Gambling cultivates indolence. A gambler rejects the value of industry, violates the mandate of sweat and toil to earn his keep. He instead prefers simply to sit down for long hours, to place his bets repeatedly, and to repeatedly as well wait what would happen next. Gambling is practically doing nothing other than guessing, betting, and waiting. A gambler does not earn but simply grabs and gets – or loses and gives away.
Gambling corrupts the gamblers. It is incongruous as well as ridiculous to claim that gambling makes gamblers upright and honest, trustworthy and dependable, virtuous and honorable. The contrary is true. That is why people find it hard to put their trust and confidence on gamblers. The opposite is true. The rule says that it is neither wise nor prudent to relate with gamblers specially so when money is involved – irrespective of their status in society.
Gambling is a shame. Calling someone a “gambler” is never a compliment. That is why regular gamblers – be they small or big time – are neither pleased nor appreciative when they become known and identified. This is especially true among gamblers frequenting casinos. They go and leave these big time gambling establishments with conscious effort not to be seen, not to be exposed to the public. In turn, these gambling establishments are in fact deliberately designed and built in places with the intention to hide the gamblers from the attention and recognition of the general public. The more unknown gamblers are, the better they feel, the more at east they become in their gambling escapade, i.e., escape from reality.
Gambling corrupts not few local and national officials. This is especially true for illegal gambling. The corruption comes in form of multi-million payolas regularly and attentively given them by the gambling lords. In exchange, the officials concerned give their endorsement plus protection to the gambling operators in their respective territorial coverage. The amount and frequency of payolas depend on how lucrative is gambling in the place which is usually measured by the land size and the local population. These in turn spell how much money goes to gambling, how many draws are made, how many gamblers lose, how much gambling revenues go to the operators.
Gambling runs local and national elections. This again is especially relevant to illegal gambling. This fact is one of the worst realities obtaining in the country as of this writing. This phenomenon consists in the mutual beneficial relationship between rather many political candidates and gambling operators. That gambling revenues finance not only local but also national election is no longer a secret. And this is true for “earnings” from major illegal gambling – plus no mean help from legal gambling corporations. The candidates concerned get campaign payolas form gambling operators and upon winning, in turn deliberately give the latter their tolerance, endorsement, and protection.

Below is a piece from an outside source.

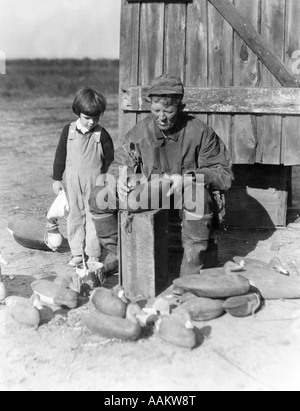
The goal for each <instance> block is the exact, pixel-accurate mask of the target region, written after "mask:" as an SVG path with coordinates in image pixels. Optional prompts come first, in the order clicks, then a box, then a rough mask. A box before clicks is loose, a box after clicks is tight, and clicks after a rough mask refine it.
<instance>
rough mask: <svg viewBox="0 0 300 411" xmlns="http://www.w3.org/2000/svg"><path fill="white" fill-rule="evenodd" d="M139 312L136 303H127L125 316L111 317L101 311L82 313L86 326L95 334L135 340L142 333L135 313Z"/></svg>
mask: <svg viewBox="0 0 300 411" xmlns="http://www.w3.org/2000/svg"><path fill="white" fill-rule="evenodd" d="M140 312H141V309H140V307H139V306H138V305H137V304H129V305H128V307H127V312H126V318H121V317H112V316H110V315H106V314H103V313H96V314H88V313H84V314H82V316H81V318H82V321H83V323H84V324H85V325H86V327H87V328H88V329H89V330H90V331H91V332H92V333H95V334H98V335H100V336H102V337H106V338H111V339H120V340H126V341H137V340H138V339H139V338H140V337H141V335H142V327H141V325H140V323H139V322H138V320H137V318H136V315H137V314H139V313H140Z"/></svg>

Gambling corrupts not only a few police authorities. Once more, this is particularly true of illegal gambling. This is the second worst impact of gambling to society. It is no secret in the country that gambling payolas with regularity and in agreed amounts go to the hands of certain police authorities occupying different ranks in the law enforcement hierarchy. In exchange, gambling operators get their required protection from them. Thus it is that with the endorsement of public officials plus the protection of police authorities, it becomes well understandable that illegal gambling in the country appears here to stay.
Gambling exploits gamblers. This is true for both legal and illegal gambling forms. As before said, the final outcome is always predictably the same, viz., gamblers lose and gambling operators win – be this the famous Government gambling corporations or the infamous Gambling Lords. That is why as Drug Lords do not use drugs, gambling operators do not gamble. Reason: They lose. They know better than their clients. Gambling is an unsaid relationship between the exploited and exploiters. The said irrational reality notwithstanding, the relationship continues to be rather vibrant and strong. It is not altogether wrong that gamblers seem to have a desire for self-destruction – for want of nothing better to do.
Gambling makes gambling operators filthy rich. This is true for both legal and illegal gambling forms. As gamblers ultimately remain poor or become more impoverished, while the gambling operators – be this the Government or the Gambling Lords – as a matter of course become shamelessly wealthy. And while a big portion of their respective wealth goes to promote their likewise respective marked selfish interests, a bit thereof is thrown to others for their own promotion. For their image building, Government gambling corporations spend a lot of their “earnings” in advertising their alleged many social welfare projects while deliberately being silent on their many serious social costs in many ways, in many communities.